Health officials brief council on H1N1

October 13, 2009|By ANDREW SCHOTZ

Patient who had H1N1 and died had 'serious underlying medical conditions'

HAGERSTOWN -- Washington County has had 11 flu-related outbreaks in local public and private schools in connection with the H1N1 pandemic, a health official said Tuesday.

Six of those outbreaks are still going on, said Susan Parks, the director of nursing for the Washington County Health Department.

She defined an outbreak as when either of the following occurs:

o The absentee rate doubles and at least five students with flu symptoms are sent home from school

o At least 25 percent of a class is absent with flu symptoms

Parks attended Tuesday's Hagerstown City Council meeting as part of a health department presentation on the status of H1N1 flu in the area.


H1N1, commonly known as swine flu, has been blamed for 10 deaths in Maryland. The most recent victim died at Washington County Hospital, health department spokesman Rod MacRae said Monday.

Washington County Health Officer Earl Stoner said most of the 10 victims had underlying health problems.

The county has had about eight confirmed cases of H1N1 flu, according to Stoner.

Federal, state and local health officials stopped tracking exact numbers of confirmed cases months ago because they already knew the flu is widespread.

Deaths still are being recorded.

So are H1N1-related hospitalizations. Maryland has had 217 since June 1, Stoner said.

Addressing the city council, Stoner said the health department is focusing on surveillance, mitigation, vaccinations and communication.

He said the health department ordered 8,400 doses of H1N1 vaccine, but has only received 700.

The department plans to start administering vaccines this week to health workers and emergency services workers, he said.

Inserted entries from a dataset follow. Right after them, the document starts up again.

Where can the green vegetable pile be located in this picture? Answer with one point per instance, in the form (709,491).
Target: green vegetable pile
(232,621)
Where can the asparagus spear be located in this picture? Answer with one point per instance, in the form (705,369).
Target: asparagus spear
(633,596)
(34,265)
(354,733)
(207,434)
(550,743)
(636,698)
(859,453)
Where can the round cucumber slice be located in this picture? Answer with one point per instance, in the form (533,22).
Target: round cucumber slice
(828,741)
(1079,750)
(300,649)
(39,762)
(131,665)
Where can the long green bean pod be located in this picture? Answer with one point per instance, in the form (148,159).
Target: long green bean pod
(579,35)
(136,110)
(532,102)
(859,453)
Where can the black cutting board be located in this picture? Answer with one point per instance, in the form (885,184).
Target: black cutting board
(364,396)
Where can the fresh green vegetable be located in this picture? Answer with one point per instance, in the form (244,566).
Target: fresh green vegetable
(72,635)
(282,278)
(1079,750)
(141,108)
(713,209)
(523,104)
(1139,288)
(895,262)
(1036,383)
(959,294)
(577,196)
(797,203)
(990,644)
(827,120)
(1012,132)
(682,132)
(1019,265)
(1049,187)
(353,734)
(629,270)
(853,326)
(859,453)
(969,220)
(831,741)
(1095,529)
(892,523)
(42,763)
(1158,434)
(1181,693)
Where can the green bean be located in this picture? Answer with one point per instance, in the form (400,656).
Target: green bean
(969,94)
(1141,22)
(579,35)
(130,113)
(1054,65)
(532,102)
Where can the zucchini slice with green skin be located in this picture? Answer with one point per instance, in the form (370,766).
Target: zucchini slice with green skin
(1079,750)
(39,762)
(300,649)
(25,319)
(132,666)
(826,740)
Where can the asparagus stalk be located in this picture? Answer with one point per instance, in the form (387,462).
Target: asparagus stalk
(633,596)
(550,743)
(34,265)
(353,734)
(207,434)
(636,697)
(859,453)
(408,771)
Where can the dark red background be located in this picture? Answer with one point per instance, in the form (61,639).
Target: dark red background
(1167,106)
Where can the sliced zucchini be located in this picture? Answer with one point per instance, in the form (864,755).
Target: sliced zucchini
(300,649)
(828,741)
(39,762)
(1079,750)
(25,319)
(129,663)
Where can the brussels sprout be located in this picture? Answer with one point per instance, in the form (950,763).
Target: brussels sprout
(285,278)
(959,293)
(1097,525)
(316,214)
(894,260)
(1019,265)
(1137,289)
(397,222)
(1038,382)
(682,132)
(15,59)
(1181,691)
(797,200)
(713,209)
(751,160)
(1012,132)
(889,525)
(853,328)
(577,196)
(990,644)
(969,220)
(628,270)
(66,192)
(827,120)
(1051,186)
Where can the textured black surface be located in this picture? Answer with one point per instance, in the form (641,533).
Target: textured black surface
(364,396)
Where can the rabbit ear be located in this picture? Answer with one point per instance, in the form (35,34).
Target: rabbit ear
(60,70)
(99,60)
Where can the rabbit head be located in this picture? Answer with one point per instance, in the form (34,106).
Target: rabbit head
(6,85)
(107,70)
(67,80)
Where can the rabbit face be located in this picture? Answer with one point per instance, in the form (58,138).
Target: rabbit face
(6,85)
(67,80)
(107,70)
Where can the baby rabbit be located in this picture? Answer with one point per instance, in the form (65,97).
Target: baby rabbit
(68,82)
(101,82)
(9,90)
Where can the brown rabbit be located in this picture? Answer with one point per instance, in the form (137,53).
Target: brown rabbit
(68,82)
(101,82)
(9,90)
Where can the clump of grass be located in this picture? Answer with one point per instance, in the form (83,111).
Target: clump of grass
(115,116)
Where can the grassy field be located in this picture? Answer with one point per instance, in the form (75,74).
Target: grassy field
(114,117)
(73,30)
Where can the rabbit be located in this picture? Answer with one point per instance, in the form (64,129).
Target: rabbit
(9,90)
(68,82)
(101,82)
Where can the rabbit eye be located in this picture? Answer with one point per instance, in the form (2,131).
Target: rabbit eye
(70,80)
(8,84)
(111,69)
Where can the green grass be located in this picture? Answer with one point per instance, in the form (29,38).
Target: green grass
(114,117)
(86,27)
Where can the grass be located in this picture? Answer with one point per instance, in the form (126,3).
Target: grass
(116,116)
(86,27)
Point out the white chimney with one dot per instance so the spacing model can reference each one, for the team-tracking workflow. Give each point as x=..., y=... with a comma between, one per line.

It also is trying to set up vaccinations for children, starting with schools that have had the least exposure to H1N1.

The department probably will address four schools at a time, Stoner said.

Separate vaccines are needed to protect against H1N1 and the seasonal flu.

Stoner said the health department also is waiting for seasonal flu doses, which have been backed up because of a shift in production to H1N1 vaccine.

The department held one seasonal flu clinic to give out vaccines and "that wiped us out," he said.

Stoner reminded the council that about 1,000 Marylanders can be expected to die of seasonal flu in any given year.

H1N1 is a relatively mild but different strain, which requires vigilance, he said. He reminded people to wash their hands, cover their mouths when they cough and stay home if they're sick.